First Steps#
What is a Step?#
Tango is a Python library for choreographing machine learning research experiments by executing a series of steps. A step can do anything, really, such as prepare a dataset, train a model, send an email to your mother wishing her happy birthday, etc.
Concretely, each step is just a subclass of Step
, where the run()
method in particular defines what the step actually does.
So anything that can be implemented in Python can be run as a step.
Steps can also depend on other steps in that the output of one step can be part of the input to another step. Therefore, the steps that make up an experiment form a directed graph.
The concept of the Step
is the bread and butter that makes Tango so general and powerful.

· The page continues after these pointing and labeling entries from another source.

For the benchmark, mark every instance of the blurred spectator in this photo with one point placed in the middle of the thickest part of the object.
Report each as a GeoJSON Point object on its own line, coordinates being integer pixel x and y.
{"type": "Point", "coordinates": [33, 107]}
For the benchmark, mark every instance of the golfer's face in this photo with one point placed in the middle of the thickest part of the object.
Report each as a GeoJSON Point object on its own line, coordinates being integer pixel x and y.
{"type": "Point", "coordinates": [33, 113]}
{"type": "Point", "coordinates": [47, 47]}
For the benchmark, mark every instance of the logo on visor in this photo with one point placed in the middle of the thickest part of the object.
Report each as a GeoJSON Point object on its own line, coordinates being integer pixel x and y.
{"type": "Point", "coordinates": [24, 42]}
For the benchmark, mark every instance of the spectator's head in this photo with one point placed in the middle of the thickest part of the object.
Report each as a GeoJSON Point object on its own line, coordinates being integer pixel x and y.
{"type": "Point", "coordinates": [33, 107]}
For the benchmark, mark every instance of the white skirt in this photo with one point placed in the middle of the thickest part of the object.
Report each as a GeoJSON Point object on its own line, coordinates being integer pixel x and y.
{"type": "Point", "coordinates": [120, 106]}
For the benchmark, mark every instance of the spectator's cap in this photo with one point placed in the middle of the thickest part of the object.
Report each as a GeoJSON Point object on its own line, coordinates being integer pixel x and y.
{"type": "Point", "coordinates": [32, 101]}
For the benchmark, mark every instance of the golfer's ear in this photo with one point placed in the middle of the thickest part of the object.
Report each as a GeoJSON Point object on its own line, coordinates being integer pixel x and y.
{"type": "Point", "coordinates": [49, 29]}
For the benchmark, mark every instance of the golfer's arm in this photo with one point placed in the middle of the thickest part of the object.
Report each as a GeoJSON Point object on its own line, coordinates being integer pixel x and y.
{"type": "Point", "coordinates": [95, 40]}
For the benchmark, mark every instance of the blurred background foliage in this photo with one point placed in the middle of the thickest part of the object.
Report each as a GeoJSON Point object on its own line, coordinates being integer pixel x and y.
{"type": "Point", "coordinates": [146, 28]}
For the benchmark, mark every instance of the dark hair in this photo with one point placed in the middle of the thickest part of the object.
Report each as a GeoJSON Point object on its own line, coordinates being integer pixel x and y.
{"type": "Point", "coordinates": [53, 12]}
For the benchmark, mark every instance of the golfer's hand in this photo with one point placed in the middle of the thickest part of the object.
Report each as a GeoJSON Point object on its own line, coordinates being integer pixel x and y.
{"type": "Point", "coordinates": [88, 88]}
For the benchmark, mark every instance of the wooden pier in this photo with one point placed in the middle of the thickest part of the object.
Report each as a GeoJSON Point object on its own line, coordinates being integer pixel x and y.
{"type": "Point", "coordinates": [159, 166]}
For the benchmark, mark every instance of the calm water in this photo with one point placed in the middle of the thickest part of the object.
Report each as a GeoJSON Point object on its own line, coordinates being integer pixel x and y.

So powerful, in fact, that you might be wondering if Tango is Turing-complete?
Well, we don’t know yet, but we can say at least that Tango is Tango-complete 😉
Configuration files#
Experiments themselves are defined through JSON, Jsonnet, or YAML configuration files. At a minimum, these files must contain the “steps” field, which should be a mapping of arbitrary (yet unique) step names to the configuration of the corresponding step.
For example, let’s create a config file called config.jsonnet
with the following contents:
{
"steps": {
"random_name": {
"type": "random_choice",
"choices": ["Turing", "Tango", "Larry"],
},
"say_hello": {
"type": "concat_strings",
"string1": "Hello, ",
"string2": {
"type": "ref",
"ref": "random_name"
}
},
"print": {
"type": "print",
"input": {
"type": "ref",
"ref": "say_hello"
}
}
}
}
Can you guess what this experiment does?
There are three steps in this experiment graph: “random_name” is the name of one step, “say_hello” is the name of another, and “print” is the name of the last.
The “type” parameter within the config of each step tells Tango which Step
class implementation to use for that step.
So, within the “random_name” step config
"random_name": {
"type": "random_choice",
"choices": ["Turing", "Tango", "Larry"],
}
the "type": "random_choice"
part tells Tango to use the Step
subclass that is registered by the name “random_choice”.
But wait… what do we mean by registered?
Tango keeps track of an internal registry for certain classes (such as the Step
class) that is just a mapping of arbitrary unique names to subclasses.
When you look through Tango’s source code, you’ll see things like:
@Step.register("foo")
class Foo(Step):
...
This is how subclasses get added to the registry.
In this case the subclass Foo
is added to the Step
registry under the name “foo”, so if you were to use "type": "foo"
in your configuration file, Tango would understand
that you mean to use the Foo
class for the given step.
Tip
Any class that inherits from Registrable
can have its own
registry.
Now back to our example. The step classes referenced in our configuration file (“random_choice” and “concat_strings”) don’t actually exist in the Tango library (though the “print” step does), but we can easily implement and register them on our own.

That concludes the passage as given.